Kubernetes v1.35: Introducing Workload Aware Scheduling

Scheduling large workloads presents far greater complexity than scheduling individual Pods. Rather than evaluating each Pod independently, the scheduler must often consider the entire group holistically. Machine learning batch jobs exemplify this challenge: workers typically need strategic placement—such as co-location on the same rack—to maximize efficiency. Complicating matters further, the Pods comprising these workloads are frequently identical from a scheduling standpoint, which fundamentally alters the optimal scheduling approach.

While numerous custom schedulers have emerged to handle workload scheduling efficiently, the prevalence and criticality of this use case—particularly in the AI era with its expanding requirements—demands native support. The time has come to elevate workloads to first-class status within kube-scheduler.

Workload aware scheduling

Kubernetes 1.35 delivers the initial wave of workload aware scheduling improvements. This release represents one milestone in a broader, multi-SIG initiative spanning several versions, designed to progressively enhance workload scheduling and management capabilities. The ultimate objective: seamless workload scheduling and management in Kubernetes, encompassing preemption, autoscaling, and beyond.

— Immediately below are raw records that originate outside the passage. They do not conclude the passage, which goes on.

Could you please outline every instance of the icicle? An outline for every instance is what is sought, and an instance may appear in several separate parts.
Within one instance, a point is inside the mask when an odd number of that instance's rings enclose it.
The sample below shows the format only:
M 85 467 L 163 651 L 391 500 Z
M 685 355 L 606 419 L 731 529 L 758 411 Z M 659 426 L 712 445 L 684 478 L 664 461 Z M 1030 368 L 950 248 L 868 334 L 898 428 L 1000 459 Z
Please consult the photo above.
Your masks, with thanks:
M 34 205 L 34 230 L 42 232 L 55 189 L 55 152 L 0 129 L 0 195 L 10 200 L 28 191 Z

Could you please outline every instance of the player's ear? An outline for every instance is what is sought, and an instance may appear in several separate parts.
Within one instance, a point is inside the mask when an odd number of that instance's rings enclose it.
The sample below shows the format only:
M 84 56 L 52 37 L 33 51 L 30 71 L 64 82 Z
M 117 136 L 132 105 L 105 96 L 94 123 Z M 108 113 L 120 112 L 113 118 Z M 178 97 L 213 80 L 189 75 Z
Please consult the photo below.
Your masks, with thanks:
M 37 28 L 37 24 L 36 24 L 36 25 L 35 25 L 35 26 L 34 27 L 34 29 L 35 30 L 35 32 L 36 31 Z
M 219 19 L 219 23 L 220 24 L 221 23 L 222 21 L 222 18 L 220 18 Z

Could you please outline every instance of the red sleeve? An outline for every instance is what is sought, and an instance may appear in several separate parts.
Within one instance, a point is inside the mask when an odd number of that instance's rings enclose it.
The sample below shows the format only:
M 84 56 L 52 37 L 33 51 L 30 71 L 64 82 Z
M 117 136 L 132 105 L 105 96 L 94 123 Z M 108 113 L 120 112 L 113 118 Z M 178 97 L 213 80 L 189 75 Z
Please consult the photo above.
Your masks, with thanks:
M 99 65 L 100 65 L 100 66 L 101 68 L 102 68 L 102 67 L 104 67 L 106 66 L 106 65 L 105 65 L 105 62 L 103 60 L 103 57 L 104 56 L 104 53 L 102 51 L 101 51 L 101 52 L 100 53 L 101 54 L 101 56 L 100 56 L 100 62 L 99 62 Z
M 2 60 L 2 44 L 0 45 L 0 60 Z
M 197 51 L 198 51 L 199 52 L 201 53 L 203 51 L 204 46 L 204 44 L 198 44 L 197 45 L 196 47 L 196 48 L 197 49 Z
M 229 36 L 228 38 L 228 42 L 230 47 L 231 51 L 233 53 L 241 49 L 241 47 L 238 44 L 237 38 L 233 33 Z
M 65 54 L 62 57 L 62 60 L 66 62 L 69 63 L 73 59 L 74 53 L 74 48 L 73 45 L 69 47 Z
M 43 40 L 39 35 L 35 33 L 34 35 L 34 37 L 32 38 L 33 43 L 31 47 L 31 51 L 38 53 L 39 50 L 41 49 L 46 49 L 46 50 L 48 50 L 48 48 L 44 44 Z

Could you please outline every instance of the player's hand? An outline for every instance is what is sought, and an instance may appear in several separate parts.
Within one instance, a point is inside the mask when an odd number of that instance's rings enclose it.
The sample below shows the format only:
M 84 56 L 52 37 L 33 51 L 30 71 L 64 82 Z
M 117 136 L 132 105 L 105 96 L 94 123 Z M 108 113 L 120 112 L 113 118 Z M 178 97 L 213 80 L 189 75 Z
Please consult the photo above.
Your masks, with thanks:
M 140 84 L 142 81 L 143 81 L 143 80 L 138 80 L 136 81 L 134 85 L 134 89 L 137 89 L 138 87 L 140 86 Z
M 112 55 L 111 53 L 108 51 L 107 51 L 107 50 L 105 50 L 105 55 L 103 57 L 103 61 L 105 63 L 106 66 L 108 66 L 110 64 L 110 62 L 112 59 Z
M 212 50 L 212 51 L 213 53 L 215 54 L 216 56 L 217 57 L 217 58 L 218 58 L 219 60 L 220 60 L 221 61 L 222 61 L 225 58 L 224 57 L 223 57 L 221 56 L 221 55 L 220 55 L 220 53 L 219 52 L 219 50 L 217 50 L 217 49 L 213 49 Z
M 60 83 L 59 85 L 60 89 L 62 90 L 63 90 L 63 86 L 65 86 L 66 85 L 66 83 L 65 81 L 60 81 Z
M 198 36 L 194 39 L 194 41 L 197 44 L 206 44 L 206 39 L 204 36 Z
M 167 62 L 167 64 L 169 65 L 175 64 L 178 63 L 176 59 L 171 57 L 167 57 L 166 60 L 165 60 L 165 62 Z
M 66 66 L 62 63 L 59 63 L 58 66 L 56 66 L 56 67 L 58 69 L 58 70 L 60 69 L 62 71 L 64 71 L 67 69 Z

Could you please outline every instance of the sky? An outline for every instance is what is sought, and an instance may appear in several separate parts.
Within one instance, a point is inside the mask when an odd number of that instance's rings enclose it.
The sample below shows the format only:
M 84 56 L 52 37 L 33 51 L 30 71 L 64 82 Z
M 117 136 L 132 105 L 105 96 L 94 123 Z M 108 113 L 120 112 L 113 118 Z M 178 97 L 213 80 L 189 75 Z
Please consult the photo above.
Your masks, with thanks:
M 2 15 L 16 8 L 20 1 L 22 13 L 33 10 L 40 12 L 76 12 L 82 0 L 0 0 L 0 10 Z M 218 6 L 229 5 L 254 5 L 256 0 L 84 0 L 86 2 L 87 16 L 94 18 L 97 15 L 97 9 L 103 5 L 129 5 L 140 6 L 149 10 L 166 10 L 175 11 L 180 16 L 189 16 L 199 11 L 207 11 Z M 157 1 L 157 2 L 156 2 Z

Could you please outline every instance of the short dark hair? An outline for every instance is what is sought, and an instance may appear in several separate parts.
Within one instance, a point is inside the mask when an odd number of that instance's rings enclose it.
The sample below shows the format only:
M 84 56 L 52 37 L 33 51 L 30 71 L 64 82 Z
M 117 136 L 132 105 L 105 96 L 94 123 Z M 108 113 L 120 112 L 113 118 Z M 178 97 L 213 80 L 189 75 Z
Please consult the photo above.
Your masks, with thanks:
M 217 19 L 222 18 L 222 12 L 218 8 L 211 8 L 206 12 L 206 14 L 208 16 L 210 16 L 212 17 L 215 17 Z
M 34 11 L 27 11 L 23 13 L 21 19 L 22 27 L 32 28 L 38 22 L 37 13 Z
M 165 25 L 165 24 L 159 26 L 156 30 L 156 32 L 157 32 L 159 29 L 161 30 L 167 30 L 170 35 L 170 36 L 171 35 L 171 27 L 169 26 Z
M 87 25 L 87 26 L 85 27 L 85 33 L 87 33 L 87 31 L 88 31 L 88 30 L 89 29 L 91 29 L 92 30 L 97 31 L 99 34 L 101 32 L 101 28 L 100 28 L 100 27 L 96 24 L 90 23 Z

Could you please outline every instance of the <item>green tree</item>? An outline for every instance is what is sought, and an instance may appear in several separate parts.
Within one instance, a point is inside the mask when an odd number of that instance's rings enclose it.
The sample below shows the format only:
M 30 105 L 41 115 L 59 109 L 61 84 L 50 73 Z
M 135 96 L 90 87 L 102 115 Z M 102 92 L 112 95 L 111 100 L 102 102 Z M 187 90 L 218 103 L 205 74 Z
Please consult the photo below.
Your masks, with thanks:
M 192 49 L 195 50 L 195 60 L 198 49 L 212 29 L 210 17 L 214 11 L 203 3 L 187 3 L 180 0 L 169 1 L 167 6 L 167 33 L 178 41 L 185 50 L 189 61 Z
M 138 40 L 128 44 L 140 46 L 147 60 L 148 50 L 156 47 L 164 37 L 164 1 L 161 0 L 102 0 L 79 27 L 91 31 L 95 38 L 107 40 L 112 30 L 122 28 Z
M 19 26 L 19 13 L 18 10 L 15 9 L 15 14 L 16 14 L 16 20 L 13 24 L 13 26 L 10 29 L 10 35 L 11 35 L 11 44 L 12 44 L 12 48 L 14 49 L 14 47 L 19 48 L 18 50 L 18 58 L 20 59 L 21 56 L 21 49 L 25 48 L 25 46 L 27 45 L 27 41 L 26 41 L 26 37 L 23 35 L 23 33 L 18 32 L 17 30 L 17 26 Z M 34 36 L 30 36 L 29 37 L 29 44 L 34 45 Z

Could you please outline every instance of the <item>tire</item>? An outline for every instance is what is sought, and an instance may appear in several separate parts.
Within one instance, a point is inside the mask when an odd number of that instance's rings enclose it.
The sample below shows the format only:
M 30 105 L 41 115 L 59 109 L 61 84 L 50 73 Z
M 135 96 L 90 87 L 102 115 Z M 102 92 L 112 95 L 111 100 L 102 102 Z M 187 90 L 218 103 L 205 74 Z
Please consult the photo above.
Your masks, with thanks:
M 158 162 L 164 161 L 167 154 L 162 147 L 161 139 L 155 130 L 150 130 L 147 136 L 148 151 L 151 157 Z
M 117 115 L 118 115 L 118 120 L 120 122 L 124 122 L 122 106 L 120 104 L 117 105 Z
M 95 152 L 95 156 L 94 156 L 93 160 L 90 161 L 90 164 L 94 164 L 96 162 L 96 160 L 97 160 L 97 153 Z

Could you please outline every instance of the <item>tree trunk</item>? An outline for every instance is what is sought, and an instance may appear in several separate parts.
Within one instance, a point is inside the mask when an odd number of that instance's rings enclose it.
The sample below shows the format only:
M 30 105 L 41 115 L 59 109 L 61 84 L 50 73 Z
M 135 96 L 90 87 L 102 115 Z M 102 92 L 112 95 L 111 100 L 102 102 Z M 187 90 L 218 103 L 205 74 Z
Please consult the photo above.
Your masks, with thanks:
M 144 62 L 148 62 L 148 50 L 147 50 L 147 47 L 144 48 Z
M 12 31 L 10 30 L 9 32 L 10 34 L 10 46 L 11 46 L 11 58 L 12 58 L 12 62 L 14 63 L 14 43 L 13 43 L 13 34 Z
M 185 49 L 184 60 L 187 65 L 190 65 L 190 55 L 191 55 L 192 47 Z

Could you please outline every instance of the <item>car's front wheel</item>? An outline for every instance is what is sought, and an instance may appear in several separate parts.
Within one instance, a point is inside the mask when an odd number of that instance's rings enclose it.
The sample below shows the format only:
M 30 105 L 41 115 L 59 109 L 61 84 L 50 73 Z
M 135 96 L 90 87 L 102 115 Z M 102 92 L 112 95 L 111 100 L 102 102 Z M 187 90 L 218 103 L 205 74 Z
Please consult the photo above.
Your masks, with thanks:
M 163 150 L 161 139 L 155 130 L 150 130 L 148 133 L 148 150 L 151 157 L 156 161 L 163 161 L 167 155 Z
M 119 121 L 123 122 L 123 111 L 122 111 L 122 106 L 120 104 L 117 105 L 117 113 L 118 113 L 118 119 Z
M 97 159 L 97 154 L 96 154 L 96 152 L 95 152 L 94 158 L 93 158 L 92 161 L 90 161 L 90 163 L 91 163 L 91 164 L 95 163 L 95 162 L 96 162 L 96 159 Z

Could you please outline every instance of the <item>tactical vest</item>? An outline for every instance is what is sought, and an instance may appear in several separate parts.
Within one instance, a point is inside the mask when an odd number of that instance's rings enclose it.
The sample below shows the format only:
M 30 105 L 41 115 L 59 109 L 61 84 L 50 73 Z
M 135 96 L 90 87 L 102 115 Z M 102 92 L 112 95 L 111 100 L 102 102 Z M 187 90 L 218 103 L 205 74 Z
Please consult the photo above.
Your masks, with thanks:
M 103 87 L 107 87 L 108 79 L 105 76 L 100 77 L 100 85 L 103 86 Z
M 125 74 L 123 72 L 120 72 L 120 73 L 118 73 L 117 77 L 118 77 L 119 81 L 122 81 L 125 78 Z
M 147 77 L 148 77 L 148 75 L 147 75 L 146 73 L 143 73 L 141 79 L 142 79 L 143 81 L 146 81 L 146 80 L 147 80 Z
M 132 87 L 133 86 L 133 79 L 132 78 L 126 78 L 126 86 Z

Version 1.35 introduces the Workload API, enabling you to specify both the desired topology and scheduling requirements of your workload. It includes an initial gang scheduling implementation that directs kube-scheduler to schedule gang Pods in an all-or-nothing manner. Additionally, the release optimizes scheduling for identical Pods—which typically constitute a gang—through opportunistic batching, substantially accelerating the process.

Workload API

The new Workload API resource belongs to the scheduling.k8s.io/v1alpha1 API group. This resource provides a structured, machine-readable specification of scheduling requirements for multi-Pod applications. While user-facing workloads like Jobs define what to execute, the Workload resource dictates how a Pod group should be scheduled and how its placement should be managed throughout its lifecycle.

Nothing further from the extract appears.